There is a definition that has always left nagging questions in my mind. To set it up, let $(\Omega, \cal{A}, (\cal{F}_t)_{t\geq 0}, P)$ be a filtered probability space. From Comets & Meyre's Calcul stochastique et modèles de diffusions,
Definition 3.2. A real-valued function $\phi$ on $\mathbb{R}^+\times \Omega$ is progressively measurable if, for all $t\in \mathbb{R}^+$, the mapping $(s,\omega) \mapsto \phi(s, \omega)$ on $[0, t]\times \Omega$ is $\cal{B}[0,t] \otimes \cal{F}_t$-measurable.
Clear enough. The authors go on to define $M^2(\mathbb{R}^+)$ to define the set (space) of all progressively measurable stochastic processes $\phi$ such that
$\mathbf{E}\int_{\mathbb{R}^+} \phi^2(t, \omega) dt < \infty$.
(This formula is verbatim from the book.)

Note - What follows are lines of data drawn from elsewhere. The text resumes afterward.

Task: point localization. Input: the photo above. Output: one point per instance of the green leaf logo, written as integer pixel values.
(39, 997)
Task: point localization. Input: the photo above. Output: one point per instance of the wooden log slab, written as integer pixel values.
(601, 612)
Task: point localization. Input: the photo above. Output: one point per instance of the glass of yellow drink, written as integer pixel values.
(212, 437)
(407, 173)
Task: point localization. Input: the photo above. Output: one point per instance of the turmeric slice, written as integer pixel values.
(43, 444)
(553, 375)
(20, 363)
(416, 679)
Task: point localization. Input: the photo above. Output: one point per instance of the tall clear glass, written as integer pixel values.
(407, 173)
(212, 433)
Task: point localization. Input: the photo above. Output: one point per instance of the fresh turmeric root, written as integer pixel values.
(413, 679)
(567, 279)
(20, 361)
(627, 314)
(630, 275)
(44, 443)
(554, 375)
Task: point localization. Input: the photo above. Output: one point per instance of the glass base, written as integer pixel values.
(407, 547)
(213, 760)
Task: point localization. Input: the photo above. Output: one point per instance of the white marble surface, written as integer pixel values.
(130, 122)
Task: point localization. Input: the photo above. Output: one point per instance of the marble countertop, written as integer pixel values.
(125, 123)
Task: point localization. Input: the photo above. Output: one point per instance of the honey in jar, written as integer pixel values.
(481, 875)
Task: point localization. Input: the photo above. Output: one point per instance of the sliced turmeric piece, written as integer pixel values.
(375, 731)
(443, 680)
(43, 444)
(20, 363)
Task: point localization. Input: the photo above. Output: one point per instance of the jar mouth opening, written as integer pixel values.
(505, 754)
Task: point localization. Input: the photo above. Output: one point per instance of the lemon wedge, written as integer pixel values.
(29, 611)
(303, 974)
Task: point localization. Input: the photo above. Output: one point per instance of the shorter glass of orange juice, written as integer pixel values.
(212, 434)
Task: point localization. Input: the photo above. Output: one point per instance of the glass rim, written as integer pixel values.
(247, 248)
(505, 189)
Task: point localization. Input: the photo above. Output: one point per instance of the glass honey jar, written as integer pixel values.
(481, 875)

My question is: does one simply interpret the expression on the left as a double integral à la the Fubini-Tonelli theorem, $\int_\Omega\int_{R^+} \ldots dt dP$, and if so, does progressive measurability ensure that $\phi$ is $\cal{B}(\mathbb{R}^+)\otimes \cal{A}$ measurable, so that this interpretation makes sense?
My attempts to realize $\phi$ as the limit of a sequence of measurable functions (like $\phi|_{[0, n]\times\Omega}$) have yielded nothing to convince me yet.
Best Answer
The formula
$$\mathbb{E} \int_{R+} \phi^{2}(t,\omega)dt$$
is a double integral a la Fubini-Tonelli. And if you did back there is probably a condition on the filtration saying that $\mathcal{F}_t \subset \mathcal{A}$ for all $t \ge 0$. So that progressive measurability does imply that $\phi^{2}(t,\omega)$ is $\mathcal{B}(\mathbb{R}^{+}) \otimes \mathcal{A}$ measurable. But making this integrand measurable isn't the main purpose of the progressive measurability condition. The main point is so that something like $f(t,X_t)$ where $X_t$ is an adapted process is again an adapted process. The integrability condition is to give $\mathcal{M}^{2}$ a Hilbert space structure.